Private college closures have risen to a rate of about 11 per year, and the rate at which campuses are shut down is expected to increase in the future, according to a new report published by Moody’s Investors Service Tuesday.
The report comes a few years after a notorious prediction the ratings agency made in September 2015 — that closure activity would as much as triple and mergers would double by 2017. As of the prediction, private nonprofit closures were averaging five per year, meaning as many as 15 institutions could have been ending operations annually by 2017.
Although the headline-grabbing tripling of closures has yet to come to fruition, a significant uptick has indeed taken place. And Moody’s is still projecting a future increase in closures toward the range of 15 per year.
Moody’s has consistently noted that private colleges are tenacious in the face of pressure and that while it projected increasing closure rates, it was still predicting a relatively low closure rate of less than 1 percent annually that could add up if it were to continue over multiple years. Nonetheless, the ratings agency is pointing out that continued stress from falling tuition revenue and rising expenses will drive colleges to close, merge or make drastic changes like cutting a significant amount of programs.

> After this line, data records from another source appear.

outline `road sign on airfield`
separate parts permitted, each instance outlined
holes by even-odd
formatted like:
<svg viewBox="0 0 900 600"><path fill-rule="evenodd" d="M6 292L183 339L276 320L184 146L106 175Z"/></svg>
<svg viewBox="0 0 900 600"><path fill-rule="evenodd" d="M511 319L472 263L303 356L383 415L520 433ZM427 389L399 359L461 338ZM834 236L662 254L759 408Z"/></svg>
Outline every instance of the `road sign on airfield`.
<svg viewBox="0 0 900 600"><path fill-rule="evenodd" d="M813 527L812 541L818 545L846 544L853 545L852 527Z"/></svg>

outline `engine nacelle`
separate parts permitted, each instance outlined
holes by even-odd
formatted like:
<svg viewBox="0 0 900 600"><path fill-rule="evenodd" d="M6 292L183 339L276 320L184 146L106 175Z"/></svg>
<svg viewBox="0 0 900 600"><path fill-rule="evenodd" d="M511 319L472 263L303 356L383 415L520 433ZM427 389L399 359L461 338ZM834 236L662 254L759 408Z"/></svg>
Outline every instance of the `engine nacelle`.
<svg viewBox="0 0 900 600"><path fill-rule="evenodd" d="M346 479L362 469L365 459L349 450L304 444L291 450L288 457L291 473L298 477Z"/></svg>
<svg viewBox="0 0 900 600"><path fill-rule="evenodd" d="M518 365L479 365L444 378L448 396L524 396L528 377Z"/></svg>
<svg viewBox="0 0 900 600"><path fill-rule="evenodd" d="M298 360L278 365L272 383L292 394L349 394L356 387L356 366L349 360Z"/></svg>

In the past, favorable demographics and growth in federal funding helped keep closure rates for private college low. But now, demographic changes, most notably in the Northeast and Midwest, are likely to create an “increasing amount of churn” in the higher education sector.
A bottom group of about 750 small private colleges recording less than $100 million in total expenses is increasingly struggling to cover costs with revenue. The median net revenue per student for this group covered about 65 percent of the median expense per student in 2012. In 2016, it covered just 53 percent. The gap between revenue and expenses is becoming unsustainably high, Moody’s found. About one in five small private colleges is under fundamental stress.
While colleges have other sources of revenue, like gifts and endowment income, “for a few each year, these other sources will not be enough to make up for lost student charge revenue, leading to deep stress and existential questions,” the ratings agency wrote.